Learners coming back to school after a layoff find a welcoming entry point. Elliott says students also are pleased to find that Chemistry isn’t a required course.
“That’s a big seller for our learners,” Elliott explained. “When they finish their ADN, we accept those credits. There’s not a lot of general education they have to complete before entering our program, so we waive that.”
The depth of faculty experience is also a big draw at Southwestern. With an online program, that means Elliott is able to draw faculty from around the nation whether it be in Florida or Las Vegas. From backgrounds in the medical surgical floor to the ICU, faculty are well-rounded and bring that real-life working experience to students.
“What’s nice is students get a different perspective of what nursing is like,” Elliott said. “This provides different ideas and thoughts about what nursing is like not just in Kansas, Oklahoma or the Midwest, but in other parts of the country.”
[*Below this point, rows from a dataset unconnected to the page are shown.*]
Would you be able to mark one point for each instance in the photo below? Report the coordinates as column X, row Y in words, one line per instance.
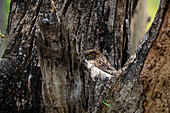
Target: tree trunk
column 51, row 36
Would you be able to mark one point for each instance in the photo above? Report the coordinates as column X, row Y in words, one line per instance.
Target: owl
column 96, row 58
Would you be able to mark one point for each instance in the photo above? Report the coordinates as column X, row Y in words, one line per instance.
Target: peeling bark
column 55, row 33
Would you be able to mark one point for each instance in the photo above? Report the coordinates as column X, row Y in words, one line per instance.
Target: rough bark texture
column 62, row 30
column 156, row 71
column 20, row 78
column 138, row 24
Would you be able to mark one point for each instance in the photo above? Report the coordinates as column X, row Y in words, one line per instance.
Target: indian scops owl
column 96, row 58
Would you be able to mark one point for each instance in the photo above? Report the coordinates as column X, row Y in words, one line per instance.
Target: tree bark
column 55, row 33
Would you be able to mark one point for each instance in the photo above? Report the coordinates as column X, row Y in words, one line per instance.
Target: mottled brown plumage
column 96, row 58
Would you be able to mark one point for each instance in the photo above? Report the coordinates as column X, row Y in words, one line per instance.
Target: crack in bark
column 66, row 7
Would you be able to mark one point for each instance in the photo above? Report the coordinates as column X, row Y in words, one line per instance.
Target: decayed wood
column 156, row 71
column 62, row 30
column 20, row 77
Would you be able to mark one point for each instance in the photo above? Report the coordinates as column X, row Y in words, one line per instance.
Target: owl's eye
column 89, row 55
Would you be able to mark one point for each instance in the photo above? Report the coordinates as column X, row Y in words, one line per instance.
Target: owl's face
column 90, row 54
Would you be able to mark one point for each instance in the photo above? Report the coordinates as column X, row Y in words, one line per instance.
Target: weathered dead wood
column 64, row 29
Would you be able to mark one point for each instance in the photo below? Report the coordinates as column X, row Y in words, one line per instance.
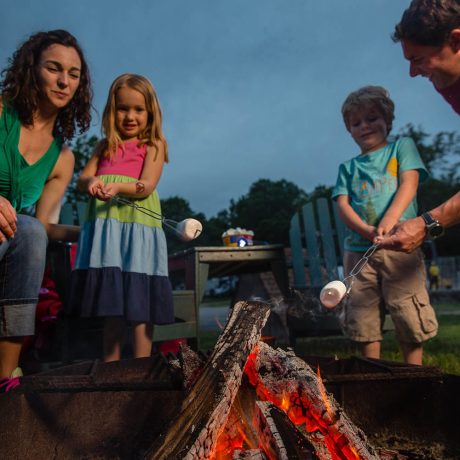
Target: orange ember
column 299, row 411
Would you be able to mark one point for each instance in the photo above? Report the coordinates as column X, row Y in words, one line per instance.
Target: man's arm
column 410, row 234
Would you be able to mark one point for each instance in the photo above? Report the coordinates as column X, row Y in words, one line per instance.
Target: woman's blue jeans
column 22, row 263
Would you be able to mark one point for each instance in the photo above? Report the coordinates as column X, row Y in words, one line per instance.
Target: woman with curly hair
column 45, row 98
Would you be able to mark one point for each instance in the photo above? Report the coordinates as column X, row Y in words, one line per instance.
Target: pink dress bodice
column 128, row 161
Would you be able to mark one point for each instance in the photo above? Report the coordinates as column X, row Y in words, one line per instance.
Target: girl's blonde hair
column 152, row 134
column 375, row 96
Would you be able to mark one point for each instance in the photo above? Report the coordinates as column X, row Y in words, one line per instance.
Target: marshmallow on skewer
column 189, row 229
column 332, row 293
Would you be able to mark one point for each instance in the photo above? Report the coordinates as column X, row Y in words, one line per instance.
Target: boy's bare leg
column 142, row 339
column 371, row 350
column 114, row 329
column 10, row 349
column 412, row 352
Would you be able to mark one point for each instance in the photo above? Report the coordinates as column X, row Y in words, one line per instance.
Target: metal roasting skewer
column 170, row 223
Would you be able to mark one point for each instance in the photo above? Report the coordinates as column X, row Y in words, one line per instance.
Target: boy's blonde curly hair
column 370, row 96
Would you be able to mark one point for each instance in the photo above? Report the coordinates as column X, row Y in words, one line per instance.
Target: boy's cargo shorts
column 392, row 282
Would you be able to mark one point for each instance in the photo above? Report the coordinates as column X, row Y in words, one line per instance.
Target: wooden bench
column 59, row 255
column 316, row 236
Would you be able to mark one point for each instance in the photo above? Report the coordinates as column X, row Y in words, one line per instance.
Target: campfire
column 245, row 400
column 250, row 401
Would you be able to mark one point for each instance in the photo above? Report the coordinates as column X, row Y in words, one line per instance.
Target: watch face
column 436, row 231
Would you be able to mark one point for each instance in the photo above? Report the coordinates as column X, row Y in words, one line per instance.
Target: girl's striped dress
column 121, row 267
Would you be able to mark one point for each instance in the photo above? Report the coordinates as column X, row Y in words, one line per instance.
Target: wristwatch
column 433, row 228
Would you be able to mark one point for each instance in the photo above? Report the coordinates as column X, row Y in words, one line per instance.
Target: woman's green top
column 22, row 183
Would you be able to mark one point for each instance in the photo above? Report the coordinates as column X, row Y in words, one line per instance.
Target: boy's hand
column 385, row 226
column 370, row 232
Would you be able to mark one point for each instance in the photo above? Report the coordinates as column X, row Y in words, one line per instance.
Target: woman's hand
column 8, row 220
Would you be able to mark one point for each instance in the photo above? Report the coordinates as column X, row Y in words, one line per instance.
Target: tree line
column 268, row 205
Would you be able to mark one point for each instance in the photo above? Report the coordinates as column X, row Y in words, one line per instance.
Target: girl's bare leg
column 114, row 330
column 413, row 353
column 371, row 350
column 142, row 339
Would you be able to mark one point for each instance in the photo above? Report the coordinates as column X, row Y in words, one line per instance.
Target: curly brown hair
column 20, row 87
column 428, row 22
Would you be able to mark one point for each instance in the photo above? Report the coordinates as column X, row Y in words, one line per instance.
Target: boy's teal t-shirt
column 371, row 181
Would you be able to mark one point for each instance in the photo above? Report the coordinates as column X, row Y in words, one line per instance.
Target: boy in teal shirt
column 374, row 191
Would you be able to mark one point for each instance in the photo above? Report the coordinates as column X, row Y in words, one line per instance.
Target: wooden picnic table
column 197, row 264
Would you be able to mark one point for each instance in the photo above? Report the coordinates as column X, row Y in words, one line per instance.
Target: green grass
column 442, row 351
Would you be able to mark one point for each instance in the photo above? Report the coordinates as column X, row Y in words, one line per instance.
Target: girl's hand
column 95, row 185
column 8, row 220
column 109, row 191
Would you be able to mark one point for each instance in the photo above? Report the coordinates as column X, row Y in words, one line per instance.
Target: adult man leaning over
column 429, row 32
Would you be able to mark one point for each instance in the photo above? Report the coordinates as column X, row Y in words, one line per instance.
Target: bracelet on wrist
column 140, row 187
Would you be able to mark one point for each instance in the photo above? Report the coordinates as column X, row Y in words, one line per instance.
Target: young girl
column 121, row 268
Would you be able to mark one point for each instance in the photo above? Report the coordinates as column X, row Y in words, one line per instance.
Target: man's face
column 440, row 64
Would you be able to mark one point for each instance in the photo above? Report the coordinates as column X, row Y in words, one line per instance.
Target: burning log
column 278, row 436
column 289, row 383
column 194, row 431
column 253, row 454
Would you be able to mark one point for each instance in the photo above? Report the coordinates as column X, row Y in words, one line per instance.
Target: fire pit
column 198, row 406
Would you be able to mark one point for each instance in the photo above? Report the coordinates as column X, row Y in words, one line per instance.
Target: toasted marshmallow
column 189, row 229
column 332, row 293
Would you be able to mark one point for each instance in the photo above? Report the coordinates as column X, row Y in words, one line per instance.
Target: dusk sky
column 249, row 89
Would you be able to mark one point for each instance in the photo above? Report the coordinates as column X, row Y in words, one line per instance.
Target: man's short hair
column 428, row 22
column 369, row 96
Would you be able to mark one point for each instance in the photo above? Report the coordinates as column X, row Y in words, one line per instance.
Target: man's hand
column 405, row 236
column 8, row 220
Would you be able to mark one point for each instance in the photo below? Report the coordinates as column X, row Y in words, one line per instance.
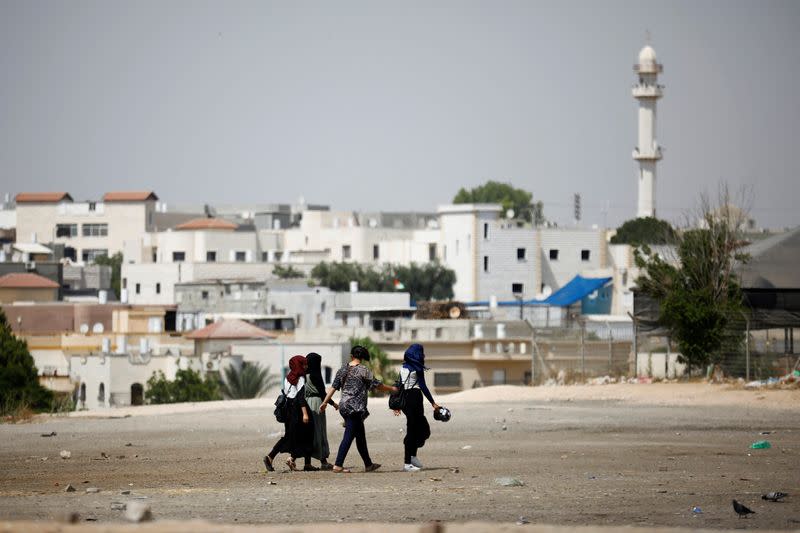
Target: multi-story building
column 86, row 229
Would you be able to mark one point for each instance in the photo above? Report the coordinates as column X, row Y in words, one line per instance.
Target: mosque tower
column 647, row 91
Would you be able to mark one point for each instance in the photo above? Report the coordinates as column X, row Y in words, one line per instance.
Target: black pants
column 353, row 429
column 417, row 428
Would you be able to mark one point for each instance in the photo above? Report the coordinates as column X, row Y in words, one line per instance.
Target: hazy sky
column 394, row 106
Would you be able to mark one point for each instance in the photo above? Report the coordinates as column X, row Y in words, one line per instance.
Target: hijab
column 414, row 358
column 314, row 371
column 297, row 368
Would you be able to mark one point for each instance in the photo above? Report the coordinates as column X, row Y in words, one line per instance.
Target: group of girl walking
column 306, row 433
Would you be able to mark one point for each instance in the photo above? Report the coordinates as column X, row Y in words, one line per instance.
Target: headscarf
column 297, row 368
column 314, row 371
column 414, row 358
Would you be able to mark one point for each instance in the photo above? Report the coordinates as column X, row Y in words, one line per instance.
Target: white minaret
column 647, row 153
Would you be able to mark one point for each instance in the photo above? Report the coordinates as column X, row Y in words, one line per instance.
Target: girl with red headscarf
column 298, row 437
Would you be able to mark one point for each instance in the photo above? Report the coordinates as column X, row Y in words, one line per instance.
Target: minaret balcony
column 647, row 91
column 652, row 155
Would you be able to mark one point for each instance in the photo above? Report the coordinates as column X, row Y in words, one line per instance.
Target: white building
column 647, row 91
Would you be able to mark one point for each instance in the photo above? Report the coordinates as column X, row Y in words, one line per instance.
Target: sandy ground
column 634, row 455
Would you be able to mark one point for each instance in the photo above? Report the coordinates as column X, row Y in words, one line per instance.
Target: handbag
column 281, row 404
column 397, row 400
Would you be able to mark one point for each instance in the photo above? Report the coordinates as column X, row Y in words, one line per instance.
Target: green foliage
column 379, row 361
column 495, row 192
column 646, row 230
column 430, row 281
column 19, row 379
column 249, row 381
column 700, row 301
column 115, row 262
column 287, row 272
column 188, row 386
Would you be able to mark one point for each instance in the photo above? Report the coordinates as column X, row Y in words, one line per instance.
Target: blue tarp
column 577, row 289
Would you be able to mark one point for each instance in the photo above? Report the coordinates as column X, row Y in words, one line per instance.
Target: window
column 447, row 379
column 66, row 230
column 88, row 255
column 95, row 230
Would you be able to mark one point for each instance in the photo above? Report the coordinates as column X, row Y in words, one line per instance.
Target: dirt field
column 639, row 455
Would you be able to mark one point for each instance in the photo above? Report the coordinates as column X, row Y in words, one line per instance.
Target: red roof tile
column 129, row 196
column 207, row 223
column 230, row 329
column 42, row 197
column 26, row 280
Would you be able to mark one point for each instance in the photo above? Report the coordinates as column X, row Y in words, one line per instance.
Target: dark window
column 447, row 379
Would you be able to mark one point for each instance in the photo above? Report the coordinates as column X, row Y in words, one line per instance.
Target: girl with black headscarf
column 412, row 375
column 299, row 432
column 315, row 392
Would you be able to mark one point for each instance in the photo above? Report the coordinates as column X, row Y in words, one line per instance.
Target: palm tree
column 247, row 381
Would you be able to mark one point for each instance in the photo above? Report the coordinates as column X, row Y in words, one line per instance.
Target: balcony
column 647, row 91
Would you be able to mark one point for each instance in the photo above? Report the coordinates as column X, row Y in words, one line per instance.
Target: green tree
column 249, row 381
column 645, row 230
column 700, row 302
column 287, row 272
column 115, row 262
column 495, row 192
column 19, row 379
column 424, row 282
column 188, row 386
column 379, row 361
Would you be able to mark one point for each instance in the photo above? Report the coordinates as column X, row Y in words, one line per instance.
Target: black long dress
column 298, row 439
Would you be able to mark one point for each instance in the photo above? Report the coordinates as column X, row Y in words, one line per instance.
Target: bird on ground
column 741, row 510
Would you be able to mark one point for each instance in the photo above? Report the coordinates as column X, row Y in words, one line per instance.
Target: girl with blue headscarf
column 412, row 376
Still, working in the field allows instructors to better relate, especially when it comes to evidence-based practice instruction.
“Our faculty work in different fields of nurses and are academically prepared from different universities,” Elliott says. “They bring all these different parts they’ve learned at different universities to how they teach. All of our faculty are at least master’s prepared and I think that brings in some different pieces, too, and some helpful thoughts of those thinking they may go on to a graduate degree.”